12 października 2016, 10:34 | Autor:

augustyniak_bartkowski

Ekstraklasowa otoczka niedzielnego meczu Jagiellonii II z Widzewem przyciągnęła na stadion zdecydowanie większą publiczność, niż to bywało przy okazji innych spotkań drugiej drużyny z Białegostoku. Obecność łódzkiej jedenastki zmobilizowała do przyjazdu także jej byłych graczy.

Przy Słonecznej pojawili się bowiem Rafał Augustyniak oraz Jakub Bartkowski, obecnie występujący w I-ligowych Wigrach Suwałki. Augustyniak, który w rundzie jesiennej sezonu 2013/2014 był kapitanem Widzewa, jest do Wigier wypożyczony właśnie z Jagiellonii. „Gra Widzewa naprawdę mogła się podobać. Widać w niej wiele pozytywnych elementów. Fatalnie, że dwa punkty uciekły im w ostatniej akcji spotkania. Szkoda też, że na stadion nie weszli kibice, których przyjechało z Łodzi bardzo dużo” – mówił WTM.

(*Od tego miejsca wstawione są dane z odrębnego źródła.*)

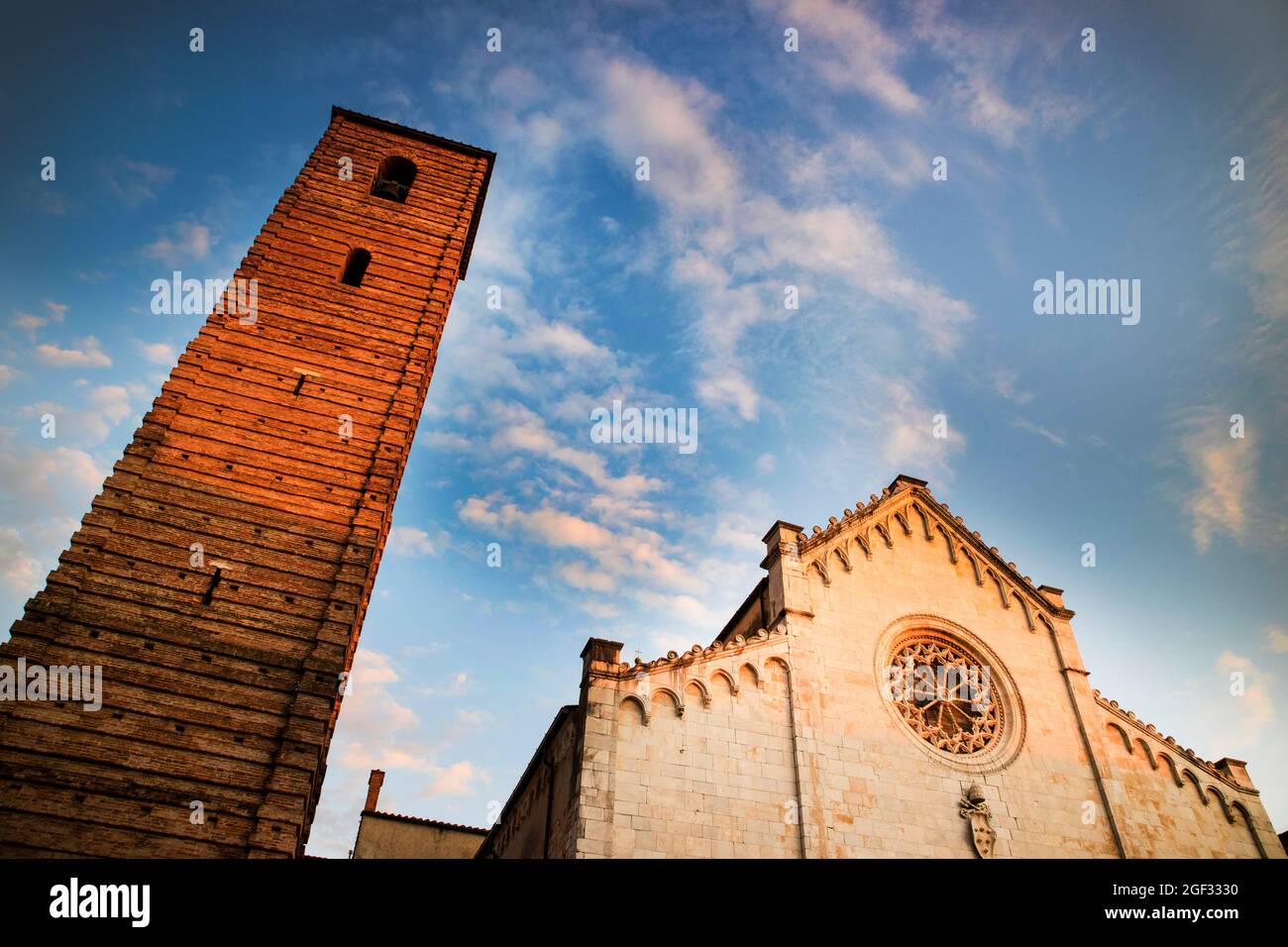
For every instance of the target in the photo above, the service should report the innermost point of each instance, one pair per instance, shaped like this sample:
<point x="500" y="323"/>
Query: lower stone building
<point x="390" y="835"/>
<point x="890" y="688"/>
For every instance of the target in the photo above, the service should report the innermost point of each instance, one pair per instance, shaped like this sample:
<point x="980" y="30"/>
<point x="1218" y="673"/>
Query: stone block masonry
<point x="220" y="578"/>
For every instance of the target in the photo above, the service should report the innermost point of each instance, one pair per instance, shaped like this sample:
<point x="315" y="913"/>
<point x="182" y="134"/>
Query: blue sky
<point x="768" y="169"/>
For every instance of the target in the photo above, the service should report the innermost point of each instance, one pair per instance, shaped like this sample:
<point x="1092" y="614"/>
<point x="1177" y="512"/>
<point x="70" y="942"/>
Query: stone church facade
<point x="797" y="733"/>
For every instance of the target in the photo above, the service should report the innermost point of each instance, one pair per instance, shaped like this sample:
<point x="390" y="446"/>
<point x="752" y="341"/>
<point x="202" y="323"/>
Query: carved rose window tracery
<point x="945" y="694"/>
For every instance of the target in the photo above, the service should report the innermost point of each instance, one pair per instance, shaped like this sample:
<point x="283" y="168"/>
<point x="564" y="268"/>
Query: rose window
<point x="945" y="694"/>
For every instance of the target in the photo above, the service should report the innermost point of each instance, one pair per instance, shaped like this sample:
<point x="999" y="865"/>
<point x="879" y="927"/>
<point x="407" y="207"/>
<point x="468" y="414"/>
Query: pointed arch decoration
<point x="925" y="522"/>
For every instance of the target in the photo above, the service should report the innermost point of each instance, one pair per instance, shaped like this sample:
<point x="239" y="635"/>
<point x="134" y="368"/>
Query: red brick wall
<point x="232" y="703"/>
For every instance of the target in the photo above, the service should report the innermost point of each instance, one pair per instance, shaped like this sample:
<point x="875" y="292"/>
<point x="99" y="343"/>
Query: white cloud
<point x="849" y="50"/>
<point x="159" y="354"/>
<point x="134" y="182"/>
<point x="86" y="356"/>
<point x="1250" y="712"/>
<point x="407" y="540"/>
<point x="180" y="243"/>
<point x="455" y="780"/>
<point x="1033" y="428"/>
<point x="1224" y="474"/>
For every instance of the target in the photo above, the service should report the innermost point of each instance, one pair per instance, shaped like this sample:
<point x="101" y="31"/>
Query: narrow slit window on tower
<point x="393" y="180"/>
<point x="355" y="266"/>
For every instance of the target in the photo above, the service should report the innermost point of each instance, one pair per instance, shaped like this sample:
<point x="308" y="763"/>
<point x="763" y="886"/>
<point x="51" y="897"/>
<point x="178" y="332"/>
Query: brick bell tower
<point x="222" y="577"/>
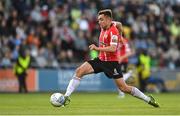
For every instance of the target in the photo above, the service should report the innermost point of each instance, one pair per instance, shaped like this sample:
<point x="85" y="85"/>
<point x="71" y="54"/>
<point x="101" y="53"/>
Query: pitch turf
<point x="88" y="104"/>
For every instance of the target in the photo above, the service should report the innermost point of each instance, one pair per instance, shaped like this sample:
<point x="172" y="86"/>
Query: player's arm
<point x="119" y="26"/>
<point x="111" y="48"/>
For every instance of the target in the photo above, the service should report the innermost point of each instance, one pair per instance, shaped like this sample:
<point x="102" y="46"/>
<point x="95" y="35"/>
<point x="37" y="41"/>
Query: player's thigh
<point x="84" y="69"/>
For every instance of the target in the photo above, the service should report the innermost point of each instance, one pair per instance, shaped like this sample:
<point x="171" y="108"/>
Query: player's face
<point x="103" y="21"/>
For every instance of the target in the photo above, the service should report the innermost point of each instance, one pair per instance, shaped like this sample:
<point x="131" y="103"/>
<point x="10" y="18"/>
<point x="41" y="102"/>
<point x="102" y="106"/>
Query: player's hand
<point x="93" y="47"/>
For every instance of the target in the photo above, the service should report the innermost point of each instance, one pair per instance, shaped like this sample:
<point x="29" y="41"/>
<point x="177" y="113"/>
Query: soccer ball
<point x="57" y="99"/>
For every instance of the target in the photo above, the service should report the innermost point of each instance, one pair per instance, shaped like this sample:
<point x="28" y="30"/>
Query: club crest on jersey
<point x="114" y="38"/>
<point x="105" y="36"/>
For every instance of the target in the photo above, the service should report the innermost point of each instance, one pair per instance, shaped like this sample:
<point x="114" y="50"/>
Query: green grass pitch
<point x="87" y="104"/>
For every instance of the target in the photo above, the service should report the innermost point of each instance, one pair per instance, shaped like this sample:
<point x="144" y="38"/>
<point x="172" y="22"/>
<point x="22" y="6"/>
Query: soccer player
<point x="107" y="61"/>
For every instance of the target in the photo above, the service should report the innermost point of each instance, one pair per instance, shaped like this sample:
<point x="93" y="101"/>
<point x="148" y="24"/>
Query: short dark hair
<point x="106" y="12"/>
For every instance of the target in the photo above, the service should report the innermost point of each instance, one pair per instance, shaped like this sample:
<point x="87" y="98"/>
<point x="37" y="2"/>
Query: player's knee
<point x="79" y="72"/>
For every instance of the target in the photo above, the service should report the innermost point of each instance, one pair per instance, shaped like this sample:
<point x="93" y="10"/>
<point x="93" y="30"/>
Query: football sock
<point x="138" y="94"/>
<point x="127" y="75"/>
<point x="73" y="84"/>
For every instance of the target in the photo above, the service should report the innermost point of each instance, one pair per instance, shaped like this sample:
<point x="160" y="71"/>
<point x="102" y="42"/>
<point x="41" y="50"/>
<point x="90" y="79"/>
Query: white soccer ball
<point x="57" y="99"/>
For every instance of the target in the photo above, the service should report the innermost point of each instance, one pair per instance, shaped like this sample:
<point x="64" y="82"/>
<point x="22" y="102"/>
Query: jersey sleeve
<point x="114" y="37"/>
<point x="127" y="48"/>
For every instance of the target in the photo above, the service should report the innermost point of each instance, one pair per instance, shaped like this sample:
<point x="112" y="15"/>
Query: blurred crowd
<point x="60" y="31"/>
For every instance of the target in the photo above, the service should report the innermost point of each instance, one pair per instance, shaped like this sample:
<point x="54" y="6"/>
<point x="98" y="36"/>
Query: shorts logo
<point x="115" y="72"/>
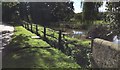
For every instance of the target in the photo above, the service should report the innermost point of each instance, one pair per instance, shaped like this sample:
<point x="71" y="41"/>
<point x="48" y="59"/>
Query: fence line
<point x="30" y="27"/>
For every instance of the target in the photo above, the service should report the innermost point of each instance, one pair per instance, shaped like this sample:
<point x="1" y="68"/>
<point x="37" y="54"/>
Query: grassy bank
<point x="25" y="52"/>
<point x="79" y="49"/>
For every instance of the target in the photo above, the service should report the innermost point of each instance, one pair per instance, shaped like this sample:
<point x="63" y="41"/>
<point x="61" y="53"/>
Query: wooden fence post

W Białymstoku nie zabrakło także awizowanego przez nas Michała Czaplarskiego, który na mecz pojechał pociągiem specjalnym razem z kibicami. „Czapla” wracał już jednak autokarem z resztą drużyny. „Meczu nie widziałem, przestałem go razem z kibicami pod stadionem. Pośpiewaliśmy trochę, dostałem nawet megafon. Myślę, że chłopaki słyszeli nas dobrze na boisku. Było wesoło i dziękuję fanom za przyjęcie podczas podróży do Białegostoku! – ocenił Czaplarski. „Nie wiem dokładnie, z czego wynikało zamieszanie z biletami, ale piłka nożna jest dla kibiców i ci powinni być na stadionie!”- dodał wychowanek Widzewa.